Ours
de Marian Engel

 

Une femme Lou, archiviste passe son temps dans le sous-sol des archives. Elle a conscience qu’elle y étouffe, qu’elle s’y est enterrée de son plein gré, mais ne trouve pas la force nécessaire pour s’en extraire. Un jour pourtant, le directeur de l’Institut où elle travaille l’envoie dans une île pour y faire un inventaire. En effet, un colonel a légué à l’Institut sa maison et tout ce qu’elle comprend. Elle pourra y vivre tout le temps que durera l’inventaire. Elle accepte le travail, et se retrouve ne pleine nature, sur une île, dans une splendide maison, loin de tout, avec pour seul moyen de locomotion un bateau, et comme seul compagnon, un ours.

Pages 28/29. Passé le coude, il montra la maison du doigt, et elle la vit, toute blanche, se découper contre le ciel sombre. Elle respira profondément et attendit ; puis, quand ils furent à proximité de la jetée, elle reçut la confirmation de son intuition : la maison était un octogone classique de Fowler.
- Seigneur ! fit-elle.
- Pas mal, hein ?
- On n’en parle pas dans les ouvrages de référence. Il existe un répertoire des maisons de ce style.
- Oh, nous sommes plutôt sur nos gardes, par ici. Personne ne connaît l’existence de cette maison à moins de se balader en bateau ; et ceux qui l’ont vue n’en parlent pas. Nous envoyons les touristes s’extasier devant la maison où Longfellow est censé avoir écrit son fameux poème indien, là-bas, en bordure du grand chenal. Celle-ci a plus ou moins sombré dans l’oubli, et ici, ça nous convient. Attendez de remonter seule la rivière par un beau matin de juillet. Vous verrez, elle n’a pas son égal.

 

Page 34
Elle allait rentrer dans la maison, car il faisait nuit, elle était fatiguée, elle avait froid, mais Homer demeurait là à l’observer, se balançant d’un pied sur l’autres, mal à l’aise. Elle se demanda s’il s’apprêtait à la toucher ou à la sermonner. Elle avait envie de rentrer et de s’installer. La journée avait été longue ; elle devait réfléchir à des tas de choses. Elle avait hâte de s’y mettre.
- Est-ce qu’on vous a parlé de l’ours ?

Je n’en dirai pas plus. Pour lire ce livre, ceci suffit, et pour une fois, ceci a été respecté sur la quatrième de couverture, ce que je salue ! Ce livre, il faut le découvrir, ce ne serait pas bien d’en savoir plus. Vous n’apprécieriez peut-être pas autant son écriture, qui est ma foi très belle. Même si l’histoire est surprenante, le livre est bien construit, il y a des moments de pure poésie, comme lorsqu’elle se promène dans la maison, et il y a des moments très drôles aussi.
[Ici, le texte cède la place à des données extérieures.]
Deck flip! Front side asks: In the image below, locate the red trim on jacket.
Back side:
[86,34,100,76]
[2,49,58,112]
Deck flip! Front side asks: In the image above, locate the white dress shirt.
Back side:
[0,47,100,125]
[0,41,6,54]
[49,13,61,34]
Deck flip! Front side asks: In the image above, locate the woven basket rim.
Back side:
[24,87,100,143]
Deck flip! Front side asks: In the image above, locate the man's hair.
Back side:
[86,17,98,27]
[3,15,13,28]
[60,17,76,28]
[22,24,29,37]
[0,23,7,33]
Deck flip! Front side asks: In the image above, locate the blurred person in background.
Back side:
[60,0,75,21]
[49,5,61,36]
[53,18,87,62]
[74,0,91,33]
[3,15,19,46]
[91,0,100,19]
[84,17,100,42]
Pour ma part, j’ai pris le livre tel quel, je ne me suis pas posée de questions. Il y a peu de temps que je l’ai terminé, aussi je reviendrai peut-être compléter ce billet.

Claude

Première page

En hiver, elle s’enterrait comme une taupe dans son bureau, au milieu des cartes et des manuscrits. Elle habitait tout près de son lieu de travail et faisait ses courses en se hâtant d’un refuge à l’autre par le tunnel de l’hiver, ne perdant pas une minute. Elle n’aimait pas le contact de sa peau avec l’air glacial.

Son bureau, au sous-sol de l’Institut, jouxtait la chaufferie, ses murs étaient tapissés de rayonnages rassurants de livres, de classeurs en bois et, brunies dans leurs cadres, de photos très vieilles et inattendues : un certain général Booth dans la ville natale de quelque grand-mère, une vue aérienne de la France, prise  en 1915, des groupes d’athlètes et de sapeurs ; on les lui confiait, car on savait qu’elle en prendrait  soin, que c’était son travail de les conserver.

Ours de Marian Engel, traduit de l’anglais (Canada) par Marie-José Thériault. Editions 10/18 – domaine étranger.